Особая должность | страница 61



Что мне делать, как мне быть.
Кто мне ответит?
Как мне парня полюбить
Лучшего на свете?

Он налил себе водки, выпил и налил снова. Григорий Григорьевич выключил на мгновение свет, давая сигнал к закрытию ресторана. Музыка умолкла. Бранчливо переговариваясь, оркестранты начали укладывать в футляры скрипки и трубы. Публика потянулась к выходу. Оставался лишь капитан в летной форме и с набором высоких орденов на груди. Он продолжал спокойно потягивать пиво. Что ему, герою, какой-то тыловой патруль! Скирдюк притворно улыбался, глядя на летчика, как бы намекая на мнимую свою близость с ним, но летчик словно не замечал старшину, однако вот-вот патруль должен был войти в зал. Оставалась единственная зыбкая надежда — пианист Рома, аккуратно причесанный на пробор шатен в роговых очках. Скирдюку казалось, что и Рома обратил внимание на то, в каком затруднении оказался нынче симпатичный старшина. Как каждый завсегдатай Скирдюк знал Рому по имени. Случалось, Скирдюк заказывал музыку, большей частью — украинские песни. Он обращался к Роме, подобно всем, фамильярно, протягивая при этом деньги, которых пианист никогда не принимал в руки. Он лишь кивал аристократически головой, давая понять, что оркестр понял и сейчас исполнит «Ой, дивчина, шумит гай» или «Жигуна», а то и рожденную в Ташкенте фронтовую «Темную ночь», под которую пьяно страдали, подпевая военным, даже мордачи, не нюхавшие пороха.
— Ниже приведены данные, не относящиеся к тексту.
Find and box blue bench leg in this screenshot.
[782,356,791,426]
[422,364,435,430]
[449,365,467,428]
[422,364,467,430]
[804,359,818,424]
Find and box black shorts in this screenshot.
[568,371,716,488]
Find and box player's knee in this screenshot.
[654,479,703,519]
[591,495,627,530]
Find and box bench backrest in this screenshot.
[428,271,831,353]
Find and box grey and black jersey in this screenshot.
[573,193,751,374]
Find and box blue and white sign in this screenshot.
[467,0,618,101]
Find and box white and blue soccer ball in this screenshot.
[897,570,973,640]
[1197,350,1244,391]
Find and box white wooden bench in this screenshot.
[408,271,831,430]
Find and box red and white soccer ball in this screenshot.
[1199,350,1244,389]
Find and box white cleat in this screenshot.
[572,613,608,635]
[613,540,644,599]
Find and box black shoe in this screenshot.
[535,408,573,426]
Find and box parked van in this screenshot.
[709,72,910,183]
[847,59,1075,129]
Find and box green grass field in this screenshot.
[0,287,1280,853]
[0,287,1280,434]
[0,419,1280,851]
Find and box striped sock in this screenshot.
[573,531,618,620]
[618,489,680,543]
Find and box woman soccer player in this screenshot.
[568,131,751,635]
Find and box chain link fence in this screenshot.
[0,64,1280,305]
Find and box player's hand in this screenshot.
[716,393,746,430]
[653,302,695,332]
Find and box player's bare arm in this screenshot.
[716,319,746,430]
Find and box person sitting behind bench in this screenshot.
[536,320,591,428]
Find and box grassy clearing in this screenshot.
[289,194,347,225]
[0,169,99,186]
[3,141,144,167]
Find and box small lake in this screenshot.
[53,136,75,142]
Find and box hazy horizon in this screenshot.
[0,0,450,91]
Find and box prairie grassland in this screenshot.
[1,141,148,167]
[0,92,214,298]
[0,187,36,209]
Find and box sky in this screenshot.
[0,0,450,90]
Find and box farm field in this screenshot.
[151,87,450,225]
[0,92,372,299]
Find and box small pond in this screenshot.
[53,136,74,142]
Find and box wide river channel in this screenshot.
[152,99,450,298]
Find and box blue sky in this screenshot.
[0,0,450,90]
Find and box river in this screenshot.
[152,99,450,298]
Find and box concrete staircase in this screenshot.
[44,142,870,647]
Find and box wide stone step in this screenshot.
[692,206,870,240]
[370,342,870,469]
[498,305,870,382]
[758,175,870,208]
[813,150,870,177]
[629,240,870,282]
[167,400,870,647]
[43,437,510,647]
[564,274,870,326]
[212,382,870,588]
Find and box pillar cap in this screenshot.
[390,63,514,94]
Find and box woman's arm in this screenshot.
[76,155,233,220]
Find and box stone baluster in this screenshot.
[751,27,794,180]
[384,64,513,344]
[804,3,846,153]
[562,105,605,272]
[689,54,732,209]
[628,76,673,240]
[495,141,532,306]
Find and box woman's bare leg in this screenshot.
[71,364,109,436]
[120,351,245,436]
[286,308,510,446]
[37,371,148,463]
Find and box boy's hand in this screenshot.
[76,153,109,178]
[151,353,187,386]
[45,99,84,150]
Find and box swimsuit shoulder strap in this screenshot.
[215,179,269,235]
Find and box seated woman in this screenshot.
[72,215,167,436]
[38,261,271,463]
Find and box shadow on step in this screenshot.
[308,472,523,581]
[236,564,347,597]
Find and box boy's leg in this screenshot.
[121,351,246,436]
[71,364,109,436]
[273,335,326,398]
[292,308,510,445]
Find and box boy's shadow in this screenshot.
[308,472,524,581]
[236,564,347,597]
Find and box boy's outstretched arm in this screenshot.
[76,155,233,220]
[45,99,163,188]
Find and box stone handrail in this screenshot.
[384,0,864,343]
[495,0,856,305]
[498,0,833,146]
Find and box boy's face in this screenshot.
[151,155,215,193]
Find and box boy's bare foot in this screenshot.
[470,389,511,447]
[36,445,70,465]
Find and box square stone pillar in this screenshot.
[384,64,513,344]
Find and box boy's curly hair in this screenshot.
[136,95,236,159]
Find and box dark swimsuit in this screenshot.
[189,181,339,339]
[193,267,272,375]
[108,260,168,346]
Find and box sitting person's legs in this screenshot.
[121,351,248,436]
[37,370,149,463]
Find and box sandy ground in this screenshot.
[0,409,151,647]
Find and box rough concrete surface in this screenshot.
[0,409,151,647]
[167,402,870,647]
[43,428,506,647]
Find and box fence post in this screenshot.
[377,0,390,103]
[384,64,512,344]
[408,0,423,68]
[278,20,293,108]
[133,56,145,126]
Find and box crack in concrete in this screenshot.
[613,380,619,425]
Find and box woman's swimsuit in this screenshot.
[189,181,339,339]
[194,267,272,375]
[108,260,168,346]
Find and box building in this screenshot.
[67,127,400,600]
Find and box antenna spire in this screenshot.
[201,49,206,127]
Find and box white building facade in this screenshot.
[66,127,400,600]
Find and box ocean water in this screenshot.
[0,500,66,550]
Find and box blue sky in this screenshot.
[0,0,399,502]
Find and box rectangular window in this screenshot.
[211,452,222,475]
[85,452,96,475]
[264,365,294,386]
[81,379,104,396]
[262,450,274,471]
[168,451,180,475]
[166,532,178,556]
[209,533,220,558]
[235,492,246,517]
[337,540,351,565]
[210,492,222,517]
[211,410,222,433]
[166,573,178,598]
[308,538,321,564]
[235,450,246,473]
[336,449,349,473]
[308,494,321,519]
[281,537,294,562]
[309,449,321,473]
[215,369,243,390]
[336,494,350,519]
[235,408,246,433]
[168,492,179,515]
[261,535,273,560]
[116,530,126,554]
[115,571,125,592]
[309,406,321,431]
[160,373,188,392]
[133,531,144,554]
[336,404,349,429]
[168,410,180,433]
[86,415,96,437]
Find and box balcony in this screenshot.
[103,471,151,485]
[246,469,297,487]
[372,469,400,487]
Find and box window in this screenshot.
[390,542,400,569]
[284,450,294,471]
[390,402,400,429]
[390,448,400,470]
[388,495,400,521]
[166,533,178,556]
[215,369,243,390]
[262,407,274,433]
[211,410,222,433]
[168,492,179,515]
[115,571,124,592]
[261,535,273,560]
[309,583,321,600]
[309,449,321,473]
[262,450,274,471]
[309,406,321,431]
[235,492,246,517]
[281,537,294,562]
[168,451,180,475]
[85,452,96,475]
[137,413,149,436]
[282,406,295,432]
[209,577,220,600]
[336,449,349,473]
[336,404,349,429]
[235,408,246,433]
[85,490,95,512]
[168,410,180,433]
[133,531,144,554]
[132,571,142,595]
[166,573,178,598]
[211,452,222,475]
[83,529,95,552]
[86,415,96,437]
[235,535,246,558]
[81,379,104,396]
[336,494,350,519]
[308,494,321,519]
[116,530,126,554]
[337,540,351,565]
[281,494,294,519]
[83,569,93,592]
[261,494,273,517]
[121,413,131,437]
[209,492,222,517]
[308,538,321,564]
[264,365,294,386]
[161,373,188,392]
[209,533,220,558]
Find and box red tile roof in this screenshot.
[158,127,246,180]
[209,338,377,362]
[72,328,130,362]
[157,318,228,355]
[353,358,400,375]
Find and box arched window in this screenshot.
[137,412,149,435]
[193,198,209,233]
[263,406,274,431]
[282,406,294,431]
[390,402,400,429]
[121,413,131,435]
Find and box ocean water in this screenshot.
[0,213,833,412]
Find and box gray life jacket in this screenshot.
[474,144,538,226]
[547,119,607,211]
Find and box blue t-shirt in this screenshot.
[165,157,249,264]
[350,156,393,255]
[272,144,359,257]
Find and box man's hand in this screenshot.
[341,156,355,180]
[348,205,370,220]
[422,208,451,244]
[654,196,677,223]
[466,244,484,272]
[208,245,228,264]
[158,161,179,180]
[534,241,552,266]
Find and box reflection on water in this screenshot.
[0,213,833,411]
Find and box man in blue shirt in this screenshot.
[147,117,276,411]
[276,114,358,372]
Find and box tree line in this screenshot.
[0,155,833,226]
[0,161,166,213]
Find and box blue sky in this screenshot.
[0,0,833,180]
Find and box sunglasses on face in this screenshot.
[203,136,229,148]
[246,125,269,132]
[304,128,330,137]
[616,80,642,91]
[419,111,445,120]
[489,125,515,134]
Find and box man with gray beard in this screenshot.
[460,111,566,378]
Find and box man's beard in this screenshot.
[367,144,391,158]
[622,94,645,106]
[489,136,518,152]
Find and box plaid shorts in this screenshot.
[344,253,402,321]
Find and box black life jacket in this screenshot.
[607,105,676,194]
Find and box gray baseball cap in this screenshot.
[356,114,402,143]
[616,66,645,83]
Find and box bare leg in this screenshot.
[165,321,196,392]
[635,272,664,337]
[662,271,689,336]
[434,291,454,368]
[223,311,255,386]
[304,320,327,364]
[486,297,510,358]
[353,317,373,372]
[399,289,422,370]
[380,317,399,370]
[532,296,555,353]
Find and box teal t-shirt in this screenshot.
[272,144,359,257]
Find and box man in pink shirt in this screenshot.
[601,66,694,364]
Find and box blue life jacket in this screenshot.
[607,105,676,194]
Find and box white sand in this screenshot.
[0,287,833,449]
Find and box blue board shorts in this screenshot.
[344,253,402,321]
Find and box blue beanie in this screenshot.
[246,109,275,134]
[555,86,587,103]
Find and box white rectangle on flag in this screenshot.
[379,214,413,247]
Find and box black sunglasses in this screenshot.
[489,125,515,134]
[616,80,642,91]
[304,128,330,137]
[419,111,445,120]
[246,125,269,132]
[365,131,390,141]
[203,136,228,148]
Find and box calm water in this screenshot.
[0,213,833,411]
Появился Рома в оркестре не так давно. Прежде за пианино сидел бледный мальчик с рыжими детскими кудрями. Однажды он пришел наголо остриженный, голова его казалась ржавой: он уходил на фронт, и в честь его оркестр, завершая программу, исполнил марш «Прощание славянки».

Несколько вечеров пианиста замещал пожилой скрипач с брюшком, пока не поднялся как-то из-за столика интеллигентного вида молодой посетитель в роговых очках. Он решительно произнес:

— Вы только мучаете инструмент, маэстро. Позвольте попробовать мне.

Скирдюк оказался свидетелем этой сцены. Вместе со всеми, включая музыкантов, он аплодировал пианисту, когда тот на бис блестяще исполнил сюиту из популярных кинопесенок.

Роман начал с той поры играть в оркестре постоянно, но, перейдя на эстраду из зала, он в какой-то мере все-таки оставался человеком из публики, тем более, что и сам в перерывах охотно подсаживался то к одному, то к другому столику. Пил, впрочем, мало, ссылаясь на то, что находится на работе, но слушал охотно, живо отзывался на шутки, а сам изредка, но смачно рассказывал анекдоты.